Bei einem gemeinsamen Dinner in Koblenz 1774 mit Lavater und dem antichristlichen Basedow notiert Goethe in ein Album: »Prophete rechts, Prophete links, / Das Weltkind in der Mitte.« Damit hat er seinen Standpunkt während des religiösen Gesprächs in der Aufklärungszeit beschrieben. Er als »Weltkind« sieht sich bestimmt durch Empfindung und Vernunft und beeinflusst durch die religiöse Unterweisung. Demgegenüber ruht Lavater als Pfarrer und bekennender Christ in seinem biblischen Glauben.

Trotz ihrer Gemeinsamkeit als Dichter und Forscher unterscheiden sich Goethe und Lavater in ihren Ansätzen zum Glaubensdenken und in ihrem Bild vom Menschen. Goethe in seiner Begeisterung für die Antike und die Naturwissenschaften hat mit seinem »privaten Christentum« eine andere Vorstellung vom Menschen als autonomem Wesen als Lavater. Dennoch bekennt er sich immer wieder als Christ: »Wo ist denn noch heutzutage ein Christ, wie Christus ihn haben wollte? – Ich allein vielleicht, ob ihr mich gleich für einen Heiden haltet.«

Glaubensgespräche sind geprägt von verschiedenen Vorstellungen und Charaktereigenschaften. Sie geschehen subjektiv und nicht objektiv wie die der Naturwissenschaftler. Goethe trennt keineswegs Glauben und Denken, sondern will in Anlehnung an die sokratische Gesprächsweise die Wahrheit des Glaubens herausfinden. In diesem Punkt bleibt er guter Lutheraner, der sich nur durch die lebendige Tradition und die Vernunftargumente überzeugen lässt.

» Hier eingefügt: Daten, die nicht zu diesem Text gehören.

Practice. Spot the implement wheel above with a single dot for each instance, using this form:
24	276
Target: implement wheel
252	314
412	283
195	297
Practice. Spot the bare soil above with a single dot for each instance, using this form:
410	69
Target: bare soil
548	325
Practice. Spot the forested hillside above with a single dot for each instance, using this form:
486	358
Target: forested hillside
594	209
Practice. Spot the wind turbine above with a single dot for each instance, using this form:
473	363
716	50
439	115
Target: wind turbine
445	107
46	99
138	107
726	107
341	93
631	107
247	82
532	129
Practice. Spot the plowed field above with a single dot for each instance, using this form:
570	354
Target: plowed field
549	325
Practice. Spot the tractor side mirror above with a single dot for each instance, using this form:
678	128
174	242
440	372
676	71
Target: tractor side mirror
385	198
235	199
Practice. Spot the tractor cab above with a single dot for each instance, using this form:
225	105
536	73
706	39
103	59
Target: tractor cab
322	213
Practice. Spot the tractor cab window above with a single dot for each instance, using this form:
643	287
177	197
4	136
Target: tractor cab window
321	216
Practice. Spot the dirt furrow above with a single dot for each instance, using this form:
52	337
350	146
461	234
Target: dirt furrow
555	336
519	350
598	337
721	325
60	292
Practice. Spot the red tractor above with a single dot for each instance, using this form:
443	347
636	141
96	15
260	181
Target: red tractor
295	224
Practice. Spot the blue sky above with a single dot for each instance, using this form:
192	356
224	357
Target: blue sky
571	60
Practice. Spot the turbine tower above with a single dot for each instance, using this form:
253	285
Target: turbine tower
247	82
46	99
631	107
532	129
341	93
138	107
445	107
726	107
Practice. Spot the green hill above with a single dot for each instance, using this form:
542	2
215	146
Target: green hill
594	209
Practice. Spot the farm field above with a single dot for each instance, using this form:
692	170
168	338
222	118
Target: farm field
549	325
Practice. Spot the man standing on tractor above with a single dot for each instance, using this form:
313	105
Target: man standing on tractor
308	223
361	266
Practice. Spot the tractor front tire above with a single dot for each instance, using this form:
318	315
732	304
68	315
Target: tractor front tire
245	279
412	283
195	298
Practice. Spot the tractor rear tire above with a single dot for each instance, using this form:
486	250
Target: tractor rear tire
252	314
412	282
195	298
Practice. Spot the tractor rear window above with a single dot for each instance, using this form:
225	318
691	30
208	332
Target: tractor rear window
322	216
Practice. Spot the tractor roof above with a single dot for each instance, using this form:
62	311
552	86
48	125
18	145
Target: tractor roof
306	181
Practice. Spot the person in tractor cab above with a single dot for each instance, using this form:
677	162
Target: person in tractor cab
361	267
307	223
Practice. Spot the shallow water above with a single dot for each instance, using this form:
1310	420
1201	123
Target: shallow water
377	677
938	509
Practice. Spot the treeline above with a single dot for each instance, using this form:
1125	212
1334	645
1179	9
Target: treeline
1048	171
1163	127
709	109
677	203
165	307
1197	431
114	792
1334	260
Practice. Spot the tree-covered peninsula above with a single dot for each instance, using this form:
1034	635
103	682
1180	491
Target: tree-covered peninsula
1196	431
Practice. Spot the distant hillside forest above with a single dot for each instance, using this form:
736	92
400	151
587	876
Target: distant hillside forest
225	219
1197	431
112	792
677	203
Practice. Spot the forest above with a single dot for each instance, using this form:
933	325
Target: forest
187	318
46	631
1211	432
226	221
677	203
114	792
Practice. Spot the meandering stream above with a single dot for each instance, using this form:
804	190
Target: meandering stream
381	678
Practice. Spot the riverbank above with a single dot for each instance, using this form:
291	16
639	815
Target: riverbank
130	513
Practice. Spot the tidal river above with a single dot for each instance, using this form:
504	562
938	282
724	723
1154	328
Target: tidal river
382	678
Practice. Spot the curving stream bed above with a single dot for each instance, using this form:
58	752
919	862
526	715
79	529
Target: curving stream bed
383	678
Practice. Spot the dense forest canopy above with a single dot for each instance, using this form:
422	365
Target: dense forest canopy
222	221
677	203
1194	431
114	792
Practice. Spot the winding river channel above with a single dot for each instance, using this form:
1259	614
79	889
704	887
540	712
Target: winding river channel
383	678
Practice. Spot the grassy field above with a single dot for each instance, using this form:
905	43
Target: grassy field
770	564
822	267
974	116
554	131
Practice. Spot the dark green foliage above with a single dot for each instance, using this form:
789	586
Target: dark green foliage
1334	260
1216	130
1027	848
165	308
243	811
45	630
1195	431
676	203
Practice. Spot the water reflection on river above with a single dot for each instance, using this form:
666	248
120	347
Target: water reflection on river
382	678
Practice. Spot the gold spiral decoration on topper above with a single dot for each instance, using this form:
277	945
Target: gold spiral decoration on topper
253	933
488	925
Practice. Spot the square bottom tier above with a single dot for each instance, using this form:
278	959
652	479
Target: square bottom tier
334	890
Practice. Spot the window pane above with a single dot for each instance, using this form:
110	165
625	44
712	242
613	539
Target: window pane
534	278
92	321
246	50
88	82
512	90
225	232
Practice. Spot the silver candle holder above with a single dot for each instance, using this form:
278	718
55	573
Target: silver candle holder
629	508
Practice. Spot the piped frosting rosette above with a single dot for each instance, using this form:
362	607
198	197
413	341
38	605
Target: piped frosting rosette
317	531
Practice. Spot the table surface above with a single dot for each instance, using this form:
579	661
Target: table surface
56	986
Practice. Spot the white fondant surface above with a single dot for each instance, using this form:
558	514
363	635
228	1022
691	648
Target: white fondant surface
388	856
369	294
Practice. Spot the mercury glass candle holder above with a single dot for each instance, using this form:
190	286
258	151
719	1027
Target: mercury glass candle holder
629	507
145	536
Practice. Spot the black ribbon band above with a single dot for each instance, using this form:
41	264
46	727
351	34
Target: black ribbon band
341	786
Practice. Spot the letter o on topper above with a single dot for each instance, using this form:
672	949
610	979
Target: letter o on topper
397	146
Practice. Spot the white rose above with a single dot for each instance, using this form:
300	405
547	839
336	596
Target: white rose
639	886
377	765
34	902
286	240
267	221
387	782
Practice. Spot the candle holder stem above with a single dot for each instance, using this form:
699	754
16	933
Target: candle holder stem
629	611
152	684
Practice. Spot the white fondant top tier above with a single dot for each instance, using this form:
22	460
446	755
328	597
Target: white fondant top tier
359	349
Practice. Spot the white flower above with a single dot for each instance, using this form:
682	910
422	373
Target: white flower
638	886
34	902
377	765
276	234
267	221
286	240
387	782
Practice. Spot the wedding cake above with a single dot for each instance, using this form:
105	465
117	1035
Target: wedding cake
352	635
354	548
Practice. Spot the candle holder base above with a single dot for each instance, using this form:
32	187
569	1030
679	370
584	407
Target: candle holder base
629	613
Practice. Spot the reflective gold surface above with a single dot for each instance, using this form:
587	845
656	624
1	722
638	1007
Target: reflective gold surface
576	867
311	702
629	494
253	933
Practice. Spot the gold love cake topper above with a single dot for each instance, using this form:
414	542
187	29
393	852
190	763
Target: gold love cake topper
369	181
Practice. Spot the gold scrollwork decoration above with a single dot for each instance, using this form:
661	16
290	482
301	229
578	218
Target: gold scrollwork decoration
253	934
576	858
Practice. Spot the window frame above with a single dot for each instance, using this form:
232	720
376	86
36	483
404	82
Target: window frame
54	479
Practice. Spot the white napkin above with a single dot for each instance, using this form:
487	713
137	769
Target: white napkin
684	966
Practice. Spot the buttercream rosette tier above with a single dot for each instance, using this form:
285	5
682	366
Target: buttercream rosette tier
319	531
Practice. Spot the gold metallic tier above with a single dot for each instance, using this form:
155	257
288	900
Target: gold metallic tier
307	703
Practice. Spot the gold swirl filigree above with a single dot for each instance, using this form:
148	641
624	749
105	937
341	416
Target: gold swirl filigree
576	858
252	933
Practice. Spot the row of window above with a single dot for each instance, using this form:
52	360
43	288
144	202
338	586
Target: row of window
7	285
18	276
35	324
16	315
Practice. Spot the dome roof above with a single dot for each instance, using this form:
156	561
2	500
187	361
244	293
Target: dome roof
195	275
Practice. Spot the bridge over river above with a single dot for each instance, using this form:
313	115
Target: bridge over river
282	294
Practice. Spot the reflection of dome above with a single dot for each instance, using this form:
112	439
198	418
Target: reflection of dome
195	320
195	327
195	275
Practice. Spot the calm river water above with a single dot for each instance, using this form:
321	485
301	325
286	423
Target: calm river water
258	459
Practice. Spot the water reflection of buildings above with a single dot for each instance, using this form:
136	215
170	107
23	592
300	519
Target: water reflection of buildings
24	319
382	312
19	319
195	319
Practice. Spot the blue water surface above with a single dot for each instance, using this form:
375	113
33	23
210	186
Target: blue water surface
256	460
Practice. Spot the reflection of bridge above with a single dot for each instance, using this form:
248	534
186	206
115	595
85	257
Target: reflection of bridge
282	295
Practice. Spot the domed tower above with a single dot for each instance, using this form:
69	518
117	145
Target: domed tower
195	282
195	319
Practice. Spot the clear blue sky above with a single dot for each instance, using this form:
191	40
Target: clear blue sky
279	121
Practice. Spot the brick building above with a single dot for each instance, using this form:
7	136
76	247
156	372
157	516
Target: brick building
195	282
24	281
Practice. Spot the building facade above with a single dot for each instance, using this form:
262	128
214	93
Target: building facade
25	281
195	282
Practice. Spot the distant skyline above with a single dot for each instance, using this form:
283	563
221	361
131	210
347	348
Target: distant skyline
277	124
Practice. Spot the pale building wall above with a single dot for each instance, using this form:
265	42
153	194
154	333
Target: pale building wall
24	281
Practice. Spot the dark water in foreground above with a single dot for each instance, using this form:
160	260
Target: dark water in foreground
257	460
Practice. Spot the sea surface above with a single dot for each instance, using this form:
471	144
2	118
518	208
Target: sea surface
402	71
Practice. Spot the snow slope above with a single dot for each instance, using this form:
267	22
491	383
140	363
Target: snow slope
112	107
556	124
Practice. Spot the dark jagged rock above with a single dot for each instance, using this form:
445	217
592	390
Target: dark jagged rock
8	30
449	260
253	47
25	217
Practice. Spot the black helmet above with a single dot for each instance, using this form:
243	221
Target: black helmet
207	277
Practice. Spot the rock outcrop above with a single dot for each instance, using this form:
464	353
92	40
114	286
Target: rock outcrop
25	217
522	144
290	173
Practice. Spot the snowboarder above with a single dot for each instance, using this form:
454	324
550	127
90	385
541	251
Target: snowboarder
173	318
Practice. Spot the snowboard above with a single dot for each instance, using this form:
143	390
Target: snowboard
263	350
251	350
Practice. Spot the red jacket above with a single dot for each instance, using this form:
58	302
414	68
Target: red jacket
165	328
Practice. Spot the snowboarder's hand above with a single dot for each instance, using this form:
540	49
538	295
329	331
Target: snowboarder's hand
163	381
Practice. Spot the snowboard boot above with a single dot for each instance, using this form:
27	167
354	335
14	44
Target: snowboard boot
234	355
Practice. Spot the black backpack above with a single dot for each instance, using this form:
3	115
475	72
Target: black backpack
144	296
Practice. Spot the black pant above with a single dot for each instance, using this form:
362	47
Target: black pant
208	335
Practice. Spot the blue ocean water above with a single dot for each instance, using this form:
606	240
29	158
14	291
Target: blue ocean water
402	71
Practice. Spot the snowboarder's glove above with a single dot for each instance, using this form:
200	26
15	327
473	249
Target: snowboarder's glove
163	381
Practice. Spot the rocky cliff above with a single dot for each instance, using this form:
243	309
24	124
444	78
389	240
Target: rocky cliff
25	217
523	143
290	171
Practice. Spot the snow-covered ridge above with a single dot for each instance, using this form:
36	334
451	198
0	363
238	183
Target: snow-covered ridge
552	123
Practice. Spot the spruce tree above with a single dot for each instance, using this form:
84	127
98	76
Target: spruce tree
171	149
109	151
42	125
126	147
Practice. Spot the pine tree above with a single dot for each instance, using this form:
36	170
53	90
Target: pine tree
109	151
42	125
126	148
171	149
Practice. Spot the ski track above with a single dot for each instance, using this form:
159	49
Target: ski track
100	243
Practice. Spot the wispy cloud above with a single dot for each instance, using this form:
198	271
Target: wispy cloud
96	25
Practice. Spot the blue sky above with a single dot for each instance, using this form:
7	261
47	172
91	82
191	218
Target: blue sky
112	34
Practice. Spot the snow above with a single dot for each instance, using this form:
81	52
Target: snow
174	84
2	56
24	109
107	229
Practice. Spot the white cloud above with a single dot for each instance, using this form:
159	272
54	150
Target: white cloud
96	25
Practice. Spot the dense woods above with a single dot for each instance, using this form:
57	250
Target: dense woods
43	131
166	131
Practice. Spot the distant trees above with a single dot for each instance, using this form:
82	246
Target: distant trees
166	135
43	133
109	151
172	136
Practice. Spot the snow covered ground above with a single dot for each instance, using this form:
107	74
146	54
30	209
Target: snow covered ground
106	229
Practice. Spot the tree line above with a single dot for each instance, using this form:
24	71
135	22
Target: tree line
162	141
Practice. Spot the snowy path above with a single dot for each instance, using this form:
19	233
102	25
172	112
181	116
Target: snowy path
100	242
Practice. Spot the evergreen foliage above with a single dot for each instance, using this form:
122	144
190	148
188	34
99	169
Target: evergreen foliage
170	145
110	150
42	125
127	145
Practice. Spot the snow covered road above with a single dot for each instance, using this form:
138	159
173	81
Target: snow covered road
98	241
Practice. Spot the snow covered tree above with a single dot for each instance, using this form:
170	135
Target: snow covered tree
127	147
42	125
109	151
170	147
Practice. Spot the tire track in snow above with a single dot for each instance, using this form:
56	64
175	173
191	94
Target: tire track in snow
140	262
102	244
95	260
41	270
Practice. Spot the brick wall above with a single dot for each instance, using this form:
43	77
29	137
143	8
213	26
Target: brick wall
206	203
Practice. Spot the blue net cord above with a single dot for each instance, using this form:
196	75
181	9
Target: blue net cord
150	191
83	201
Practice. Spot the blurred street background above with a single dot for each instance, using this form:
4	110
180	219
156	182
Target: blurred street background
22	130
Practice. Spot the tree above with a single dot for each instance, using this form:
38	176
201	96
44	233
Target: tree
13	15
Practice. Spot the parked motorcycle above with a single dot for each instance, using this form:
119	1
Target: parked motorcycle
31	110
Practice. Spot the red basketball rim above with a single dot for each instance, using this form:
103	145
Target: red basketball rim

Lavater und Goethe betonen die Betroffenheit durch den Glauben, aber sie sehen sie unterschiedlich. Goethe denkt subjektiv. Er will wissen – wie es in seinem »Faust« heißt. Lavater sieht sich durch die Aussagen der Bibel (»deus dixit«) objektiv angesprochen. Wegen dieser theologisch verschiedenen Denkansätze ist die sehr persönliche Freundschaft zwischen Lavater und Goethe zerbrochen.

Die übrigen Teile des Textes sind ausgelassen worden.